According to the airline worker, seat-swaps happen during eight out of her ten monthly shifts.
Recently, a flight attendant has opened up on the ‘punishment’ she hands out to people who refuse to swap seats with a child.
Mitra Amirzadeh, an Orlando flight attendant, says around 80 percent of her trips are filled with seat-swappers.
More often than not, it’s couples who are not seated together who want to swap.
Though there are different rules for children, Amirzadeh doesn’t think that people who have paid for their seat should move.
“The next time you feel yourself getting angry or getting frustrated that you’re not getting the seat you want,” she told Wall Street Journal.
“You need to remind yourself that you didn’t pay to pick your seat. Otherwise, you’d be in it.”
However, when it comes to kids, Amirzadeh says that a different approach is needed.

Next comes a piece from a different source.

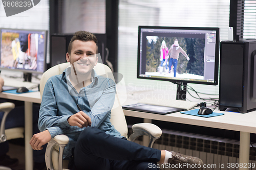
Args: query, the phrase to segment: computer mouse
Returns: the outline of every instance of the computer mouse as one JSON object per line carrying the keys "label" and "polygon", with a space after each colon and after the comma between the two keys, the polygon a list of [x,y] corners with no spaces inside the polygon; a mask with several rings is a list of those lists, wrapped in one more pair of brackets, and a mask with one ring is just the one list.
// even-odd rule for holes
{"label": "computer mouse", "polygon": [[208,115],[211,113],[212,113],[212,110],[207,107],[202,106],[198,111],[197,114]]}
{"label": "computer mouse", "polygon": [[25,87],[19,87],[17,89],[17,90],[16,91],[16,92],[17,93],[23,93],[23,92],[27,92],[27,91],[29,91],[29,89],[28,89]]}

When a child is involved, she has needed to get ‘good at reading the room’ when no volunteers step forward.
“I have said before, ‘OK, so you’re going to watch the toddler?'” she explains.
The punishment she gives out is that whoever sits next to the child needs to look after them.
According to Amirzadeh, she will tell the stubborn passenger ‘you’ll want their snacks and their colouring books then, because they’re going to need that’.
When it comes to seat-swapping, not everyone has the same views. One passenger with a medical condition was previously praised after refusing to swap their seat with a pregnant woman.
The passenger took to Reddit forum ‘Am I the A**hole’, explaining,
“I specifically booked and paid extra for an aisle seat in the second-to-last row because I have medical issues that sometimes require quick access to the bathroom.”
A pregnant woman approached the passenger and asked if they would mind swapping.
The Redditor explained that they refused to move because they wanted quick access to the bathroom.
“While I felt for her situation, as someone with a medical condition, I did not feel it was fair to demand I move from the seat I planned for and paid for, especially since she apparently had not booked an aisle seat herself in advance,” they explained.
“There were also no other aisle or close seats available on the full flight that I or flight crew could facilitate swapping.”
The passenger said that they thought the flight crew ‘refused to help meditate when she insisted I should have to move’.
Taking to the comments, one person wrote: “As a frequent flier I see this a lot. Entitled people thinking they can have whatever seat they want.
“Nope. If you paid to select your seat. That’s your seat. End of story. Your lack of planning or decision to be cheap is not my fault nor my obligation to remedy.”
A second replied: “I wouldn’t have traded for a non aisle and I don’t have a medical issue. I picked and paid for an aisle seat so that is what I am getting.”